The point of all this is rather simple. Stand Your Ground laws should not be considered to provide you with any special license or privilege other than to remain (if you choose to do so) in a place where you have a legal right to be, and as long as you do not instigate or escalate a situation that is outside the law or has the possibility of escalating to a situation outside the law; it lets you innocently be in a place, period. Everything past that falls under other laws (i.e. Use of Force, etc.).
One of the key areas we cover in many of our classes is "Situational Awareness"; being aware of your surroundings, and recognizing and avoiding situations that may potentially put you in harm's way. Many situations can be avoided by simply paying attention to the world around you, and if your recognize a possible problem, either avoid it if possible, or plan an "escape route" (retreat) if you cannot avoid it. If that fails, you still have the right (under Stand Your Ground) to be where you are (if you are there legally); you then have the right to defend yourself, but that defense must still be in accordance with local weapons, Use of Force, and other applicable laws. If a mugger simply asks for your wallet without threatening you with bodily harm, you have no right to produce a gun and shoot him; in only gives you the right to say "No", if you so choose. If it escalates past that point, every threat or action still must conform to Use of Force laws, usually being that the response must correspond to, and be commensurate with the mugger's threat or action.
Now understand that I am not an attorney, (although we will use attorneys in various of our classes to discuss this and other subjects), and cannot give anyone legal advice. That said, I always tell people that in any confrontation "Discretion is the better part of valor", and to "Err on the side of safety". Just because you may have the "Right" to be somewhere or to do (or not do) something does not make it the "Right" thing to do.
Many people now have the "Right" (via law, permit, license) to carry a concealed weapon; but along with that "Right" comes the implicit responsibility to conduct one's self in a manner such that you decrease to the greatest extent possible the need to produce it (in public), much less use it. Remember, If you are carrying a concealed weapon, every interaction you have is an "armed" interaction.

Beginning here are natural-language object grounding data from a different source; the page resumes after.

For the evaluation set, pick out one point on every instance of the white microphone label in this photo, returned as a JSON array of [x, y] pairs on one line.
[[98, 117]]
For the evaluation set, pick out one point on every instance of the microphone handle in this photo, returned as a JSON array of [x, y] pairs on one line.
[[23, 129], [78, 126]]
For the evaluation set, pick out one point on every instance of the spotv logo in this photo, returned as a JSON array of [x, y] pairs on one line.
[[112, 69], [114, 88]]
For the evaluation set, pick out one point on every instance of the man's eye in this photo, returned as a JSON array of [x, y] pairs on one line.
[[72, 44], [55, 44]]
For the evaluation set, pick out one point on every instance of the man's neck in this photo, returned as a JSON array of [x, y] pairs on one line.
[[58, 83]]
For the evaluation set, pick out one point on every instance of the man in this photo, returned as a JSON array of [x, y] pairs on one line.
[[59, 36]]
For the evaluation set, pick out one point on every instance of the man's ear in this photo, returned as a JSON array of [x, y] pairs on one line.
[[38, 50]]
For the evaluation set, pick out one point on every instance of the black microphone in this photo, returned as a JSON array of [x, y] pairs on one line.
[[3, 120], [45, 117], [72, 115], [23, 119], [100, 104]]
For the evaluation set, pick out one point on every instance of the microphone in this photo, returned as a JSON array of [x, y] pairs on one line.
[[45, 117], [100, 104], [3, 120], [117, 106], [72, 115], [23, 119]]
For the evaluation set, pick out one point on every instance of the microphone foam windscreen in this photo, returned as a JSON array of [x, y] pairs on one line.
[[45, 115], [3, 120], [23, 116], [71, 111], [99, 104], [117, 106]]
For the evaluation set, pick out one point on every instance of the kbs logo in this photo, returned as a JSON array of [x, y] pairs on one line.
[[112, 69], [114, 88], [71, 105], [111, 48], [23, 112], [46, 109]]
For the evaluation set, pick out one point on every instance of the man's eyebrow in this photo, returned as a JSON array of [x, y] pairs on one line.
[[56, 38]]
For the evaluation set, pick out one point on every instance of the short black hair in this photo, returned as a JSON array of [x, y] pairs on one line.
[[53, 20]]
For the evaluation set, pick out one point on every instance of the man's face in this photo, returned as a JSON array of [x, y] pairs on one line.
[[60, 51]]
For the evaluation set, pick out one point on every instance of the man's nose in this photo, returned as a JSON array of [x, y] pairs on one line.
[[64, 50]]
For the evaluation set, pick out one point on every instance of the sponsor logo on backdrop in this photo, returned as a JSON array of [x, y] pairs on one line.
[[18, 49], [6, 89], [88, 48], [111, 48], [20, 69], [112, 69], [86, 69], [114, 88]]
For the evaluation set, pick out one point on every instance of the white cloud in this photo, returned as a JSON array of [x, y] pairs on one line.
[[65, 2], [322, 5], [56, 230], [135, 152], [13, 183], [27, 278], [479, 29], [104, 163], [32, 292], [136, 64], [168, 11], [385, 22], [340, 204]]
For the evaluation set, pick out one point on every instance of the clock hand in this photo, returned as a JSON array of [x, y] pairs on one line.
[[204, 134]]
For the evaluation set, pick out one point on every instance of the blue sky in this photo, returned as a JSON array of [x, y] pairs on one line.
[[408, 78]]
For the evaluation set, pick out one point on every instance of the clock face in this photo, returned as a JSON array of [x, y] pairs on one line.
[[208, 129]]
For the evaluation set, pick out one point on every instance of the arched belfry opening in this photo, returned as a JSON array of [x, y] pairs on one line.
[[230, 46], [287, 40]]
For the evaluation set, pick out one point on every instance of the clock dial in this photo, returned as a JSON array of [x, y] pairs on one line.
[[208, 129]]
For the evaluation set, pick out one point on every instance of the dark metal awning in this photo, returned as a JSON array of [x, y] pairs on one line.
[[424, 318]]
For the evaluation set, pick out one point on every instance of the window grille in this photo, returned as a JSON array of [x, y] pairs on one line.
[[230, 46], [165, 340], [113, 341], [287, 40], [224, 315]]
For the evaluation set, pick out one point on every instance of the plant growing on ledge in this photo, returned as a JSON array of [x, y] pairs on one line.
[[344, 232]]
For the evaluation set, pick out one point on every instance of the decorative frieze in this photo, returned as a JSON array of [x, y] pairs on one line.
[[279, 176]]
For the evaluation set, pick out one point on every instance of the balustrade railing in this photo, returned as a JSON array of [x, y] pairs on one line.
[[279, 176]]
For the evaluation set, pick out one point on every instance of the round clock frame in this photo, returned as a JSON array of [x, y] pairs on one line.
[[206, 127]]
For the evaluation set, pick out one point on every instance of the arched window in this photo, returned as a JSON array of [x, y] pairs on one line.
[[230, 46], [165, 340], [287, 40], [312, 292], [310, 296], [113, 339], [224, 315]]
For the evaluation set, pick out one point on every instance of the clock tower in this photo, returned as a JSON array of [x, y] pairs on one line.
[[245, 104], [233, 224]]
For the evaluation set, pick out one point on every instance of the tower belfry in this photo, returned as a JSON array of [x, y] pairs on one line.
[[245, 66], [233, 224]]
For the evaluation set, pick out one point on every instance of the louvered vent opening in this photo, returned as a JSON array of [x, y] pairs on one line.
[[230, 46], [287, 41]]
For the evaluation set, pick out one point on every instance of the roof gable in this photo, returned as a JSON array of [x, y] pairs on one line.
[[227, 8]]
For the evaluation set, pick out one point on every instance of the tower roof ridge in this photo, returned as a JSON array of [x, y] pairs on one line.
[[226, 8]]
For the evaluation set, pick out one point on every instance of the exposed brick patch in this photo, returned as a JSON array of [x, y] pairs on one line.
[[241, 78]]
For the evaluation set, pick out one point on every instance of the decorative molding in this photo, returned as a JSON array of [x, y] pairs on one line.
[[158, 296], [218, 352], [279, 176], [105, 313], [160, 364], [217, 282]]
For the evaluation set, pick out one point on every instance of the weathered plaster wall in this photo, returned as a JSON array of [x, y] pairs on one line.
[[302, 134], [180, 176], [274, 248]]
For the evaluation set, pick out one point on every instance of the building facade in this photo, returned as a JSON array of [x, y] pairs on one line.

Finally, most of the high-profile publicity being given to what are billed as "Stand Your Ground" law cases have led to many calling for "Stand Your Ground" laws to be repealed. Those people don't understand two things: First, that the "Stand Your Ground" part of the law does NOT give you the right to perform any action, period. It only gives the right to an innocent, non-provoking individual to stay in a place he or she is legally allowed to be. That's it. It does not give them the right to produce or use a weapon, throw a punch, or even give a verbal threat. Anything action they take, or anything they may say must still be in compliance with all other laws including laws governing free speech, Use of Force, weapons, concealed carry, etc. Second, The reason these cases are of such controversy is that they are billed as Stand Your Ground cases, but we should wait for the courts to adjudicate them; (I believe) we may find that these cases did NOT in fact fall under the extents of that law. What I do think is that returning to laws that make it a victim's duty to retreat from an assailant is absolutely the wrong thing to do!